Mapping the protein at the atomic level showed scientists how it interacts with other molecules to form blood clots, or, as in the case of hemophiliacs, why bleeding does not stop. It appears that a specific region of the protein is responsible for finding injury to the circulatory system and triggering the clotting response. A detailed "map" of the region may be used to help design drugs to target those areas, possibly enabling drug developers to create new variations of the protein that can outfox the patients’ immune systems.
Developing drugs that have the opposite effect for patients at risk of stroke or heart attack may also be expedited by factor VIII. Unlike current blood thinners, drugs that only target the factor VIII protein would likely have few side effects.

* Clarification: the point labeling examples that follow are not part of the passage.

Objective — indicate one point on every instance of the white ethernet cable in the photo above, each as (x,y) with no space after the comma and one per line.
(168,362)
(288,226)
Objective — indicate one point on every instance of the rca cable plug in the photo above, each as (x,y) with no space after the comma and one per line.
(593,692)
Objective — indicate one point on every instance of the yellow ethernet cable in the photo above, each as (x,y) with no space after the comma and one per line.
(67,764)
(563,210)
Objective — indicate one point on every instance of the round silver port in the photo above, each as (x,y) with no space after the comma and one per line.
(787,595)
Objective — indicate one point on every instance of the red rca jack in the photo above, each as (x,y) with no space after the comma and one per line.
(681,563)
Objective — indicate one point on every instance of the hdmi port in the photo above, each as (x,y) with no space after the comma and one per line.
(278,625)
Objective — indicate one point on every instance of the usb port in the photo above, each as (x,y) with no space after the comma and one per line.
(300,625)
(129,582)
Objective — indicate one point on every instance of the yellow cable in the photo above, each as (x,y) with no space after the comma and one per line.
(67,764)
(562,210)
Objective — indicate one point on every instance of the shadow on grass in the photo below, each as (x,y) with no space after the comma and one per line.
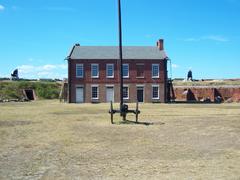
(129,122)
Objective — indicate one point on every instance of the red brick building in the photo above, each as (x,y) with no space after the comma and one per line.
(93,74)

ZYVOX seems safe through Phase III trials
"There is currently a very real clinical need for a well-tolerated antimicrobial available in both IV and oral formulations that is effective against gram-positive bacteria that are resistant to currently licensed drugs. Such a medication in both IV and oral formulations would help ensure that patients could complete their course of therapy in the most convenient way possible," says Robert Moellering, MD, physician-in-chief and chairman, the Department of Medicine, Beth Israel Deaconess Medical Center in Boston.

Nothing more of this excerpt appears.